In another development, Israeli authorities have decided to deport Palestinian prisoner Salah Al-Hamouri from East Jerusalem to France after the expiration of his detention on Sunday, Dec. 4.

Israelis arrested Al-Hamouri on March 22, and since then, he has been under administrative detention with no trial or known charge.

Human Rights Watch has called on the Israeli authorities to free Al-Hamouri and cancel their decision to deport him.

Activists said that Palestinian human rights defender Al-Hamouri “is at imminent risk of deportation” after Israel’s Supreme Court rejected on Nov. 30 an appeal against the Interior Ministry’s decision to revoke his Jerusalem residency status on the grounds of “breach of allegiance.”

This decision leaves Al-Hamouri with no legal status in Jerusalem. He will thus likely be deported on Sunday to France, as he also has French citizenship, human rights activists said.

“Salah Al-Hamouri’s case illustrates so many of the restrictive measures Israel is employing against Palestinians, including human rights defenders,” Jessica Montel, executive director of human rights organization HaMoked, told Arab News.

Among these are the “invasive surveillance technology, the criminalization of human rights organizations, the use of administrative detention, and the revocation of Jerusalem residency,” she said. “This is outrageous.

“As a member of the indigenous population of Jerusalem, Al-Hamouri owes no allegiance to the state of Israel. The fact that his residency was revoked largely based on secret evidence only exacerbates the injustice.”

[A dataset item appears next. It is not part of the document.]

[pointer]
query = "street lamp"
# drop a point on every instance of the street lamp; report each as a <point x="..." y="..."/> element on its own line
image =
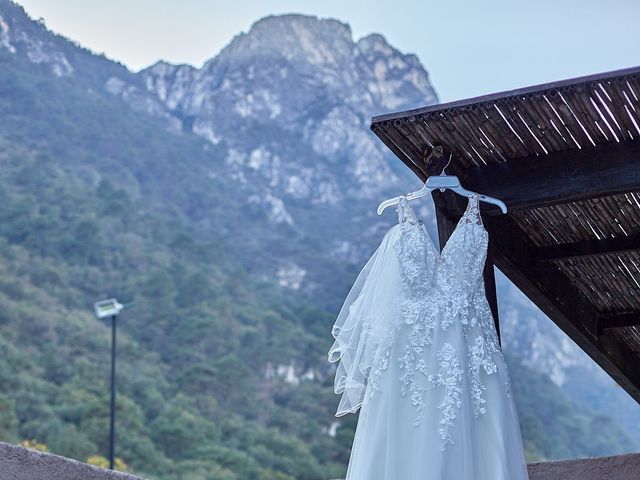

Hassan Al-Hamouri, 66, father of Salah Al-Hamouri, told Arab News that the Israeli police summoned him on Nov. 29 and asked him not to raise Palestinian flags when receiving Salah on Sunday and not to organize official receptions.

He also said that the number of those receiving him should not exceed 20 at his house. 

Following this, Salah’s lawyer, Leah Tsemel, tried to talk to the police officer to find out what happened, but he refused to inform the lawyer anything.

The family later learned that Salah would be deported to France if he was released from Hadarim prison on Sunday.

Israeli authorities had previously deported Salah’s wife, who was pregnant in 2016, to France.

Palestinian human rights activists are concerned about Israel’s resumption of the deportation policy against Palestinians after it had been halted for many years.

Qadura Faris, head of the Palestinian Prisoners Club, told Arab News in a phone interview that deportation is the “harshest deterrent punishment practiced against Palestinian prisoners and citizens.

“Al-Hamouri is not accused of practicing violent acts against Israel, but rather he is a human rights activist and an administrative detainee without a specific charge. If such a person is expelled, what about the rest of the Palestinian prisoners?” 

Activists say 4,700 Palestinian prisoners are in Israeli prisons, while the number of Palestinians detained in the West Bank, East Jerusalem, and the Gaza Strip has reached 6,300 since the beginning of the year.